1  Introduction

Bayesian statistics has emerged as a powerful tool in the realm of statistical analysis, providing a flexible framework for making inferences under uncertainty. The foundation of Bayesian methods dates back to the \(18^\text{th}\) century when Reverend Thomas Bayes proposed a theorem for updating beliefs with new evidence. This approach offers a probabilistic paradigm that allows the incorporation of prior knowledge, leading to more informed decision-making.

Bayesian analysis, rooted in Bayesian statistical methods, aims to make inferences about parameters. Parameters are the quantities we seek to estimate or infer from our data. They represent the underlying characteristics or properties of the system or process under investigation. For instance, in a model predicting the probability of species extinction, the parameter of interest might be the actual likelihood of such an extinction event occurring. Mathematically, the parameter(s) is denoted by \(\theta\).

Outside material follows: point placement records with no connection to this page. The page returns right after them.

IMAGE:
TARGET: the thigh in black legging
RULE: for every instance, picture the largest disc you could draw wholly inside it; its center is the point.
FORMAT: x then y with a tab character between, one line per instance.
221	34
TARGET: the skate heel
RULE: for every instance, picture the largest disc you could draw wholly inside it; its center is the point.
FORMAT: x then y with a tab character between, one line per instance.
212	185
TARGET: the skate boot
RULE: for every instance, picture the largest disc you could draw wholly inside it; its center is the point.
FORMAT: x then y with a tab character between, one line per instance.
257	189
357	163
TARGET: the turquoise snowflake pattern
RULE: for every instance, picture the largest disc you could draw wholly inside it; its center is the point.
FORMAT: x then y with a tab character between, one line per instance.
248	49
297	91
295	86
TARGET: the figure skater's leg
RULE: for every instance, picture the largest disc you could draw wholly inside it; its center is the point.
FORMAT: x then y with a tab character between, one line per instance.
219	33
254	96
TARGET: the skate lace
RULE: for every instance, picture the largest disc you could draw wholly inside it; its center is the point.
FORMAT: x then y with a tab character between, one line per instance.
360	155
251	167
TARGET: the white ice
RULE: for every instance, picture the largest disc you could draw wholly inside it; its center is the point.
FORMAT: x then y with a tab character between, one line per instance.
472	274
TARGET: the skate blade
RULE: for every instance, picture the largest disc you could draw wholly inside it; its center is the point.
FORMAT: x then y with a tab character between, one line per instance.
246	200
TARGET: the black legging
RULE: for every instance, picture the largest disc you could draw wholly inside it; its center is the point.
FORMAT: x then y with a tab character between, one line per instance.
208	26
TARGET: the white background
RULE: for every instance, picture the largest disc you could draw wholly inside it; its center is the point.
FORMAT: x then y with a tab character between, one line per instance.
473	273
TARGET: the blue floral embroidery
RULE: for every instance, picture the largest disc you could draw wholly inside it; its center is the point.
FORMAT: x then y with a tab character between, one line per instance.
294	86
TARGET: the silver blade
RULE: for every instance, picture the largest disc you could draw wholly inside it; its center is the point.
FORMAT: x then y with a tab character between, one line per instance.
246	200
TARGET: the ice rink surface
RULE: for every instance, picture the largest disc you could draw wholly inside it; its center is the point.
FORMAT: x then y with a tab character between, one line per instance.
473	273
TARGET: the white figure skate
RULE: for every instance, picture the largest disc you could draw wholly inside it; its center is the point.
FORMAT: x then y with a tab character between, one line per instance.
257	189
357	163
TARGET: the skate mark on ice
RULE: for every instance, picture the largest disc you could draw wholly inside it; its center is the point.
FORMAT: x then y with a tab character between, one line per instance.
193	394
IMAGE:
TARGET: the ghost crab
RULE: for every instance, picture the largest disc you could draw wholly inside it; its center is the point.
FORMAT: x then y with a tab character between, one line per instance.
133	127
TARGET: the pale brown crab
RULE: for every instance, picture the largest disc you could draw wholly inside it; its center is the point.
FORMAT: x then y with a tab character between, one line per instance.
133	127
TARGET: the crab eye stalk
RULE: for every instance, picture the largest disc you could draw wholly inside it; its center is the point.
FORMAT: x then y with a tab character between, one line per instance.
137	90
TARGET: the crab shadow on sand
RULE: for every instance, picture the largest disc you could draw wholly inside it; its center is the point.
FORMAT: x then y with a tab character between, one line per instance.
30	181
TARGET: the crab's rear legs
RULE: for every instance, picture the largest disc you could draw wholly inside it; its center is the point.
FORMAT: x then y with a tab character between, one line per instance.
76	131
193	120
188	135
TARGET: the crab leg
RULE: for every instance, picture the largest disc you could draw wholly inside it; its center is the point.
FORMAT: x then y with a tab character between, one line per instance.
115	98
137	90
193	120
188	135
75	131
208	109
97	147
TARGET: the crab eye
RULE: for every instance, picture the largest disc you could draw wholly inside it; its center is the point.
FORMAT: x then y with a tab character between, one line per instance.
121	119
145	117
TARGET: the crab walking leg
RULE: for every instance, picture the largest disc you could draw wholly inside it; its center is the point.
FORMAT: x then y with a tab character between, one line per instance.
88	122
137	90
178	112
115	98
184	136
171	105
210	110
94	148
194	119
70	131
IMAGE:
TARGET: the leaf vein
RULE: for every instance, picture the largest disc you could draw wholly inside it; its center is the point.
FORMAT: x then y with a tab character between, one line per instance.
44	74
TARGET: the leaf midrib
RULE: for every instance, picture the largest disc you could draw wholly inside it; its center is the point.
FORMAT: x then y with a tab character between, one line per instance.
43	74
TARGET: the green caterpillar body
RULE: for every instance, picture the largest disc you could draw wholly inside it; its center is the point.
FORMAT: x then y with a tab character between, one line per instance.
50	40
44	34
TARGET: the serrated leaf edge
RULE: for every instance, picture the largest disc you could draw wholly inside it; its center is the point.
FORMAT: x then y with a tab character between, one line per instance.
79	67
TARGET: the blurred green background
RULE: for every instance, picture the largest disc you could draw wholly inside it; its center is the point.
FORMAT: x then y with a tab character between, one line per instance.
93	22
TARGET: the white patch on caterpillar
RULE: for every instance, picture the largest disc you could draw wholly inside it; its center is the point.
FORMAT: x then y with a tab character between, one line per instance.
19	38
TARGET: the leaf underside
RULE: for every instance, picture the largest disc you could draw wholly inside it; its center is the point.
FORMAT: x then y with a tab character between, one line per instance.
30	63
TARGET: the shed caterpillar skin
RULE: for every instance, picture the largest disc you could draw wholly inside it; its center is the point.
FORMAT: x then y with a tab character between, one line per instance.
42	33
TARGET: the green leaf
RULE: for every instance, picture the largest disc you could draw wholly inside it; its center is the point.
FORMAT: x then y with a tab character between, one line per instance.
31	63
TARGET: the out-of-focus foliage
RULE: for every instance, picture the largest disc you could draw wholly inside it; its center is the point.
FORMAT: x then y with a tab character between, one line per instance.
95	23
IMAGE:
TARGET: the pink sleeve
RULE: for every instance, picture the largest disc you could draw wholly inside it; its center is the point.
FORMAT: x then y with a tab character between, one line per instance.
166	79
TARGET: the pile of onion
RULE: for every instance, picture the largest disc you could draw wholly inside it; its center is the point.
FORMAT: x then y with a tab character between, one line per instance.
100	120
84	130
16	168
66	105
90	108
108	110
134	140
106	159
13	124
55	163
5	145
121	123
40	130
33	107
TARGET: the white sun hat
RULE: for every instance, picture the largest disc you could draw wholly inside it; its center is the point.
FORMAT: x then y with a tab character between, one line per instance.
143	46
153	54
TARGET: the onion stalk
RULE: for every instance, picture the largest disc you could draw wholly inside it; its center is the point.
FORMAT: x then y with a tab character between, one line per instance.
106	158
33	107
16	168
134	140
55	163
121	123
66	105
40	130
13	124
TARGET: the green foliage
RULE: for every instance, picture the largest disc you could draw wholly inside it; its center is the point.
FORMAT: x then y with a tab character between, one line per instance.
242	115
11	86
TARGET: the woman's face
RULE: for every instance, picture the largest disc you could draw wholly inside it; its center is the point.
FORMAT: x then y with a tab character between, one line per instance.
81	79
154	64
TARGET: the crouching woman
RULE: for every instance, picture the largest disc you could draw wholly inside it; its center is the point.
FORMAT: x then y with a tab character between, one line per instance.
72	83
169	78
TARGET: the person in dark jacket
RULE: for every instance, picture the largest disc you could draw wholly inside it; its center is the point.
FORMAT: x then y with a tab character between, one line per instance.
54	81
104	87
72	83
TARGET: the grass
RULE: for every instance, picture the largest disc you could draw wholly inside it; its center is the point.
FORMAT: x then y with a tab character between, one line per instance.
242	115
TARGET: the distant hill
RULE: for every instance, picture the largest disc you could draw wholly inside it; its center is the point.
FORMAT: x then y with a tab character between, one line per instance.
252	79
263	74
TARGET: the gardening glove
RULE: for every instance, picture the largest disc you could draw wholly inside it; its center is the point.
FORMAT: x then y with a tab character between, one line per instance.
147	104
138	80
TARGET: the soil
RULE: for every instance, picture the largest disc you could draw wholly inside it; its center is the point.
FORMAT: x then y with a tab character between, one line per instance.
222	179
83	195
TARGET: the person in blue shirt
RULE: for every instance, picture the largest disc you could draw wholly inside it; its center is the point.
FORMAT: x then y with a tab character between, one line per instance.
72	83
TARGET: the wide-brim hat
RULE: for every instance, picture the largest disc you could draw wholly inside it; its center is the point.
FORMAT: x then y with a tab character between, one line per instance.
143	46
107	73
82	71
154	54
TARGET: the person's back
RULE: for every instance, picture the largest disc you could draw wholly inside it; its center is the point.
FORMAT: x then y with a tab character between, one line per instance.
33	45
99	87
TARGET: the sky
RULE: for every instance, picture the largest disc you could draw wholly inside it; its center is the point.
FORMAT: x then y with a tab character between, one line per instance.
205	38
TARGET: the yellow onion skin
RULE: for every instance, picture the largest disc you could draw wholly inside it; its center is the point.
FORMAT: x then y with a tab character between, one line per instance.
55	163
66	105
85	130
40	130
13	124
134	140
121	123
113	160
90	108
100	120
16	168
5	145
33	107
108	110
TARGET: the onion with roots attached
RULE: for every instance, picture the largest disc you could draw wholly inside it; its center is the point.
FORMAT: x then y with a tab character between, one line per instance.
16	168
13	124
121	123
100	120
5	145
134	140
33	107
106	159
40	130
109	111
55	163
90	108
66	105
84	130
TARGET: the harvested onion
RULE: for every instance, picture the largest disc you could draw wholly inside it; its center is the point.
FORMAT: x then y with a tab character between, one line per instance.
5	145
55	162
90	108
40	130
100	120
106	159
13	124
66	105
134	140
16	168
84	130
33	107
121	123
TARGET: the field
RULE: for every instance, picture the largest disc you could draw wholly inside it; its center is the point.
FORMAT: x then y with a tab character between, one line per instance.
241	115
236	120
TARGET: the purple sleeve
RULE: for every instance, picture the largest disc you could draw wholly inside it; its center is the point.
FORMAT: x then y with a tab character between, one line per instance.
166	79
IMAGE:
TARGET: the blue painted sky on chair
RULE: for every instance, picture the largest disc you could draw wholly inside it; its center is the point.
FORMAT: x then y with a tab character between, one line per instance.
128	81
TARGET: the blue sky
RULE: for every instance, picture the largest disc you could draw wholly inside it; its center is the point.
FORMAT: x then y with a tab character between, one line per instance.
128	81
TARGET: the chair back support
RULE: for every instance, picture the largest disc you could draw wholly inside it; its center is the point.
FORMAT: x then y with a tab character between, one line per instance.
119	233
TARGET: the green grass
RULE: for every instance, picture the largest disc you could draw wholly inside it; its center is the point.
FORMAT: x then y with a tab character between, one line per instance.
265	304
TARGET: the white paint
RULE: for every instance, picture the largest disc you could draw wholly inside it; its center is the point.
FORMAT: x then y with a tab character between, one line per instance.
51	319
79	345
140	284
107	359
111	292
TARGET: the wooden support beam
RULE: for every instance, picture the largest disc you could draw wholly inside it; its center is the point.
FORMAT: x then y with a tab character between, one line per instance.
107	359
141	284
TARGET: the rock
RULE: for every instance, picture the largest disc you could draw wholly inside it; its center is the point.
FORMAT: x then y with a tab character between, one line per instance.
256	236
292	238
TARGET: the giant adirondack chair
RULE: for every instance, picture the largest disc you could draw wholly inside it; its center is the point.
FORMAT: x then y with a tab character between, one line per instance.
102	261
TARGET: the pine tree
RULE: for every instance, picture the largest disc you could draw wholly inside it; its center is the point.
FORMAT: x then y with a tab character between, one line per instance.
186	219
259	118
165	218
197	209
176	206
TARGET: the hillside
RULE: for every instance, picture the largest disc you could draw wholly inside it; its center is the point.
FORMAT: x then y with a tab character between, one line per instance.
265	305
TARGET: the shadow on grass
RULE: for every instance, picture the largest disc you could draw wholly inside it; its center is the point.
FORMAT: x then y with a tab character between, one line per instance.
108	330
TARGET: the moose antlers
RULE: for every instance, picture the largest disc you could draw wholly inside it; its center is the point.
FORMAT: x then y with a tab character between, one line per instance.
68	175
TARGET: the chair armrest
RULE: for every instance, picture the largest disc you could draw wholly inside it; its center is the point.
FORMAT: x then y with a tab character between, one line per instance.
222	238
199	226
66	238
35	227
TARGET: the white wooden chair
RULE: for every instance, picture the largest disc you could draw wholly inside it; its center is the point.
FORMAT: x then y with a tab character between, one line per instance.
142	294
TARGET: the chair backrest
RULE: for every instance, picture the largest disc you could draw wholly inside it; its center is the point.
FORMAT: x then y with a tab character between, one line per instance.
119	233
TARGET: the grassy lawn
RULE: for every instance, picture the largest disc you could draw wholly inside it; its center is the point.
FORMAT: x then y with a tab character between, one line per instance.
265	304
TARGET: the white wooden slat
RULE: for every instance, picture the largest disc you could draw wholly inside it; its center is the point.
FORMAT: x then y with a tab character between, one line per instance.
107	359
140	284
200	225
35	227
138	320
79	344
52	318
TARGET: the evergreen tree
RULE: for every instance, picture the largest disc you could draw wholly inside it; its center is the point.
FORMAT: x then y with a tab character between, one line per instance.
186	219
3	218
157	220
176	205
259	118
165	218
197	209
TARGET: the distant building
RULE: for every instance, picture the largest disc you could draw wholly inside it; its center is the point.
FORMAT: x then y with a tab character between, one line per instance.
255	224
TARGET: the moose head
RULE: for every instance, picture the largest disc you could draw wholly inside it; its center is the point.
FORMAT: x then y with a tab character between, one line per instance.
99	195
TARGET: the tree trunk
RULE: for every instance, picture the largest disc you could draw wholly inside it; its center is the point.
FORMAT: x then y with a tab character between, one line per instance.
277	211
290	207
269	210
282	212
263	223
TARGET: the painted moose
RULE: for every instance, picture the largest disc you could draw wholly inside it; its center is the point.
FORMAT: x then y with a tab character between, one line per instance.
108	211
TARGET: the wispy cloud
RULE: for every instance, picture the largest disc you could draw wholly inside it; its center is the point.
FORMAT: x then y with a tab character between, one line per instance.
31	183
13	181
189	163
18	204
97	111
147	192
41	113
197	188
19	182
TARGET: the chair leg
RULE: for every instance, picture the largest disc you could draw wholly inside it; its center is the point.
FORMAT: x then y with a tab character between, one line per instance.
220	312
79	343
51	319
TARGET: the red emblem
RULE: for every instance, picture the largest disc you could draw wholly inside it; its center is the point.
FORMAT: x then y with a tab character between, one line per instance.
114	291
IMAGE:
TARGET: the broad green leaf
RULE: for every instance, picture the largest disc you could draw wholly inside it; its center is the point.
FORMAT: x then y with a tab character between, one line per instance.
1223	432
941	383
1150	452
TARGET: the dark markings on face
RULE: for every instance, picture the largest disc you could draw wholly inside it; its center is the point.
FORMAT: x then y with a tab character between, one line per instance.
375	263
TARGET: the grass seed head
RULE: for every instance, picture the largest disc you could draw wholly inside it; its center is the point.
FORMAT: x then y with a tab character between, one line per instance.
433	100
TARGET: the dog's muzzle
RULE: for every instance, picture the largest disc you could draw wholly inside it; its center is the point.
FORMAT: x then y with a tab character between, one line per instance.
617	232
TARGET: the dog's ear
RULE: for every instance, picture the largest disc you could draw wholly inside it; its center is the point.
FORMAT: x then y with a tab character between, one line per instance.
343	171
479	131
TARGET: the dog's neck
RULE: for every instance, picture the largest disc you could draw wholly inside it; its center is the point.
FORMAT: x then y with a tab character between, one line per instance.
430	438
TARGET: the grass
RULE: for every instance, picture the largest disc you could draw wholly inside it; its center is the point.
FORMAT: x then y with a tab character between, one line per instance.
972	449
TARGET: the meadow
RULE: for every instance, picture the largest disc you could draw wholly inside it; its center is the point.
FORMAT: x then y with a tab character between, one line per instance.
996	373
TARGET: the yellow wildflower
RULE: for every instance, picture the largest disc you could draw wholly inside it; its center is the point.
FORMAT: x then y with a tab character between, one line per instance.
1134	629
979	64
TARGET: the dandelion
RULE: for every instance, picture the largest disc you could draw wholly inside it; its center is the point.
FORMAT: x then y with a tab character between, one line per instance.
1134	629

At the heart of Bayesian analysis are three fundamental components: prior, likelihood, and posterior. These elements work together to form a cohesive system that informs probabilistic reasoning. Let us understand the what exactly these terms are in Bayesian statistics;

Prior

The prior distribution or simply prior is a probability distribution that represents our initial beliefs or knowledge about the parameters before observing any data. It reflects what we think the values of the parameters could be based on prior experience, expert knowledge, or sometimes, a deliberate choice to remain neutral. Priors can take many forms, from non-informative or vague, which show that we have little or no prior knowledge about the parameter, to informative, which incorporate strong prior knowledge. In this book we denote the prior distribution of parameter \(\theta\) by \(\pi(\theta)\).

Likelihood

The likelihood function is derived from the data and describes the probability of the observed data given the model parameters. It reflects how well different parameter values explain the observed data. In Bayesian inference, the likelihood is combined with the prior to update our beliefs about the parameters.

Mathematically, if we denote the parameter of interest by \(\theta\) and the observed data by \(y\), the likelihood function is given by \(p(y|\theta)\), which measures the plausibility of \(\theta\) given the data.

Posterior

The posterior distribution denoted by \(p(\theta|y)\) is the result of updating the prior with the observed data through the likelihood. It is the core output of a Bayesian analysis and represents our updated beliefs about the parameter(s) after accounting for the data.

Using Bayes’ Theorem, the posterior is expressed as: \[ p(\theta|y) = \frac{p(y|\theta)\pi(\theta)}{p(y)},\] where \(p(\theta|y)\) is the posterior, \(p(y|\theta)\) is likelihood, \(\pi(\theta)\) is the prior, and \(p(y)\) is the marginal likelihood, which normalize the posterior distribution. The posterior reflects both the information contained in the prior and the evidence from the data, thus offering a balanced view of parameter uncertainty.

Improper prior

In some cases, a prior distribution \(\pi(\theta)\) may not integrate to one, which is referred to as an improper prior: \[ \int_{-\infty}^{\infty} \pi(\theta) \, d\theta = \infty \] These priors are often used when we want a non-informative or vague prior, such as in situations where no clear prior knowledge exists. Improper priors can sometimes lead to improper posteriors, but when handled correctly, they can still be useful, particularly when the likelihood is highly informative.

For example, a flat prior over an infinite range is an improper prior because it doesn’t integrate to a finite value. However, it is often employed when the intention is to let the data dominate the inference. Let us understand it through one example;

A common example of an improper prior is the over the entire real line:

\[\pi(\theta) = 1\]

for all \(\theta \in \mathbb{R}\). This prior is “improper” because:

\[ \int_{-\infty}^{\infty} \pi(\theta) \, d\theta = \int_{-\infty}^{\infty} 1 \, d\theta = \infty. \] For the posterior distribution to be proper, the integral of the posterior distribution over all possible values of \(\theta\) must be finite and equal to one:

\[ \int_{-\infty}^{\infty} \pi(\theta | y) \, d\theta = 1. \]

If the likelihood function \(P(y | \theta)\) is such that it ensures this condition, then the improper prior can be used effectively.

Conjugate prior

Given a likelihood function \(p(y \mid \theta)\), if the posterior distribution \(p(\theta \mid y)\) belongs to the same family of probability distributions as the prior distribution \(p(\theta)\), then the prior and posterior are referred to as conjugate distributions with respect to that likelihood function. In this case, the prior is called a conjugate prior for the likelihood function \(p(y \mid \theta)\).

In this introductory chapter, we have explored the foundational concepts of Bayesian statistics, including the role of parameters, prior distributions, likelihoods, and the posterior distribution. We have also introduced the idea of improper and conjugate priors. With these core principles in mind, we are now ready to move from theory to practice.